Why does PCA's failure "to explicitly model error variance" make it difficult to interpret components?

Question

I've heard statements like this many times over the years, and it's perhaps expressed most clearly by Preacher & MacCullum (2003), which is a popular paper on stats.stackexchange.com (e.g. mentioned twice in this question thread). Preacher & MacCullum write on p20 that

PCA does not explicitly model error variance, which renders substantive interpretation of components problematic. This is a problem that was recognized over 60 years ago (Cureton, 1939; Thurstone, 1935; Wilson & Worcester, 1939; Wolfle, 1940), but misunderstandings of the significance of this basic difference between PCA and EFA still persist in the literature.

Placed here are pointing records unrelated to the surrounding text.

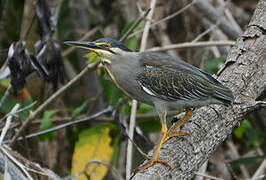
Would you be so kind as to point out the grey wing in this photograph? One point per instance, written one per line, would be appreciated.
(173, 85)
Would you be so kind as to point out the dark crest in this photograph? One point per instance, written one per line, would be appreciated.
(113, 43)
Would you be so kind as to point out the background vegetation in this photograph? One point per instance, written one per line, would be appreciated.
(97, 147)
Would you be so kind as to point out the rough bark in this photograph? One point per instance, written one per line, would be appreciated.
(245, 74)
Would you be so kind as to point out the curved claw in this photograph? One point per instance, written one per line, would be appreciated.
(151, 163)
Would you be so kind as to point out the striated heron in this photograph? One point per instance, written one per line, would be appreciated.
(157, 79)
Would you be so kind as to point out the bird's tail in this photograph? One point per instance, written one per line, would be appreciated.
(224, 95)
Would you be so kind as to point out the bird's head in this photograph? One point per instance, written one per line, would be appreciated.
(106, 48)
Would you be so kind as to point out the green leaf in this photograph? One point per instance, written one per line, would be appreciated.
(93, 144)
(80, 109)
(132, 42)
(47, 124)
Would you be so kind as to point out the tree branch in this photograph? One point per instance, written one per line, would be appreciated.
(244, 73)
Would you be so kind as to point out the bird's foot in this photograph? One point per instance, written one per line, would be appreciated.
(151, 163)
(170, 135)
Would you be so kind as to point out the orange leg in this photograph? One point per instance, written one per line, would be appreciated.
(156, 154)
(171, 133)
(166, 135)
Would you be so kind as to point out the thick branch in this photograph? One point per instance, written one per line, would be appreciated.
(244, 73)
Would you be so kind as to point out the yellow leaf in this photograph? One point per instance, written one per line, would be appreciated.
(93, 144)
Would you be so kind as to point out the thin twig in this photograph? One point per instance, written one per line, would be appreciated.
(164, 19)
(208, 176)
(8, 122)
(51, 98)
(7, 92)
(20, 110)
(84, 37)
(134, 25)
(193, 45)
(15, 161)
(96, 115)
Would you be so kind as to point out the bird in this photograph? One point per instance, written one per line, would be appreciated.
(157, 79)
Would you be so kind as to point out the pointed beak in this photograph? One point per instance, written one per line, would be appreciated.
(91, 46)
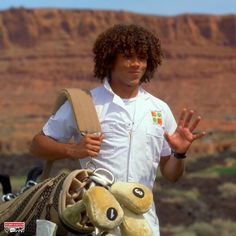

I could not find all these old papers, but the Wilson and Worcester (1939) one did now allow me to reach a clear conclusion about why failing to explicitly model error variance should make the substantive interpretation of components problematic.

Cureton, E. E. (1939). The principal compulsions of factor analysts. Harvard Educational Review, 9, 287-295.
Preacher, K. J., & MacCallum, R. C. (2003). Repairing Tom Swift's electric factor analysis machine. Understanding statistics: Statistical issues in psychology, education, and the social sciences, 2(1), 13-43.
Thurstone, L. L. (1940). Current issues in factor analysis. Psychological Bulletin, 37(4), 189.
Wilson, E. B., & Worcester, J. (1939). Note on factor analysis. Psychometrika, 4(2), 133-148. Chicago.
Wolfle, D. (1940). Factor analysis to 1940. Psychometric Monographs.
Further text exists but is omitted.